On April 4, 2016, the U.S. Bankruptcy Court for the Eastern District of New York issued a decision that may significantly change the landscape of student debt relief. In re Decena, No. 15-72903, 2016 WL 1371031 (Bankr. E.D.N.Y. Apr. 4, 2016). Per Judge Robert Grossman, the court discharged the student loan of a hapless medical school graduate who studied at a non-accredited medical school in West Africa. The court found that the loan did not fall under the exceptions to debt relief in the federal bankruptcy code, which would have prevented the court from discharging the debt.
The debtor studied at St. Christopher’s College of Medicine in the country of Senegal, where she graduated in June 2004. She enrolled at that medical school based on the school’s misrepresentation that it was an accredited medical school, which would have permitted the debtor to sit for U.S. medical board examinations to qualify for medical practice. When she returned to the United States, she discovered that she in fact ineligible to sit for the exams.
To pay for her studies, she had applied for a student loan with Citizens Bank, a Rhode Island based private banking institution. That loan application indicated that the school was St. Christopher’s College of Medicine, which is not on the Federal School Codes List of eligible education institutions for student loans. However, the application used the code for a school based in Berlin, Germany, which is not affiliated with the Senegalese school. Although the debtor attempted to repay the loan from 2006 to 2011, she came up $161,591 short in her repayment to Citizens Bank.
In July 2015, the debtor filed a voluntary petition for bankruptcy under Chapter 7 of the Bankruptcy Code. In October 2015, she filed a complaint for declaratory judgment against Citizens Bank, seeking to declare the student debt as discharged in bankruptcy. Because Citizens Bank did not answer the complaint, the court found that the bank was in default, and therefore examined the debtor’s petition to determine if she made out of prima facie case for discharge of her debt.

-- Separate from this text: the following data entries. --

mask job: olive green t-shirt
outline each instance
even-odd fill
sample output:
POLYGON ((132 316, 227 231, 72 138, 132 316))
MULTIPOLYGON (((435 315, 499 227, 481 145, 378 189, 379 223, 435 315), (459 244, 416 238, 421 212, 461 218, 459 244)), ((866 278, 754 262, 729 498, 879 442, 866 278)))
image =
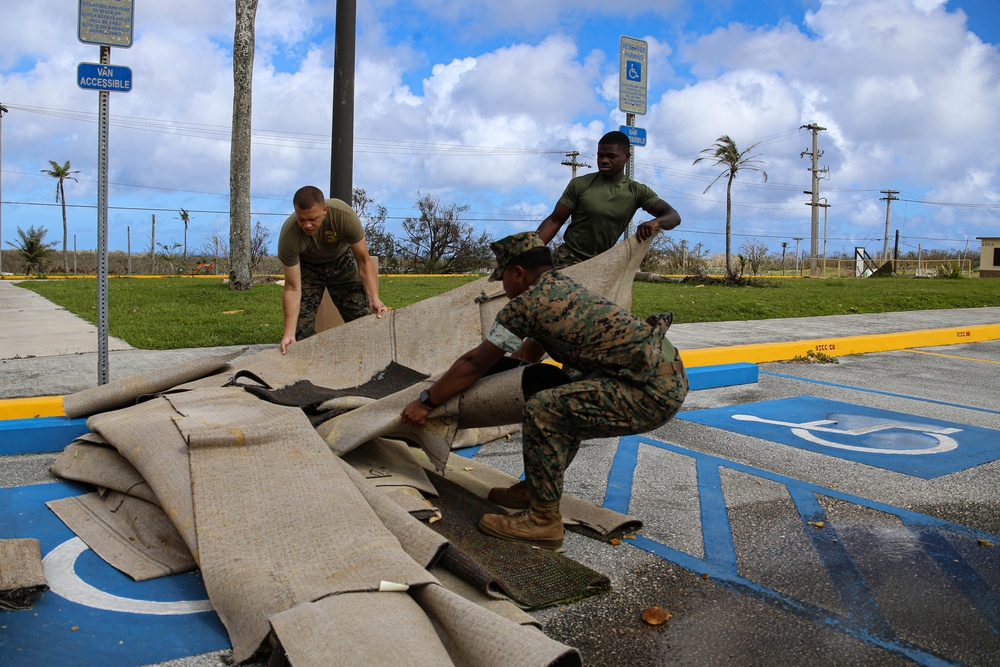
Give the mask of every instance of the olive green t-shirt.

The court considered whether the student loan was a non-dischargeable debt under 11 U.S.C. § 523(a)(8). That provision prevents the discharge of student loans that constitute “an educational benefit, scholarship, or stipend”; or “any other educational loan that is a qualified educational loan.” The provision also prevents the discharge of student loans made by governmental agencies or under the auspices of nonprofit institutions.
Judge Grossman notes that several courts had treated “educational benefit” under § 523(a)(8) as a catch-all term, meaning that any student loan would be non-dischargeable.[i] Judge Grossman disagreed with those decisions. After applying an analysis of the text and legislative history of the statute, he concluded that “educational benefit” was intended to designate alternatives to student loans – like scholarships and stipends, which are not typically repaid unless the recipient fails to meet conditions for receiving the funds. As such, the loan in question was not an “educational benefit” that was non-dischargeable.
Furthermore, the debtor’s loan from a private bank did not fall under the remaining categories of non-dischargeable education-related debts under § 523(a)(8) – it was not a government loan, nor was it a “qualified educational loan” (a reference to accredited schools that are on the Federal School Code List). Rather, it was a private loan for a non-accredited Senegalese medical school. Accordingly, the court declared that the debtor’s student loan was in fact dischargeable and relieved the student of her debt. Because the court ruled in the debtor’s favor on the basis of the school’s ineligibility for student loans, this case may have broader implications for other student loans for schools that are not on the Federal School Code List.
[i] See In re Corbin, 506 B.R. 287, 296 (Bankr. W.D. Wash. 2014); In re Beesley, No. 12–2444–CMB, 2013 WL 5134404 (Bankr. W.D. Pa. Sept. 13, 2013); In re Roy, No. 08–33318, 2010 WL 1523996 (Bankr. D.N.J. Apr. 15, 2010); In re Carow, No. ADV 10–7011, 2011 WL 802847 (Bankr. D.N.D. Mar. 2, 2011); In re Skipworth, No. ADV. 09–80149–JAC–7, 2010 WL 1417964 (Bankr. N.D. Ala. Apr. 1, 2010).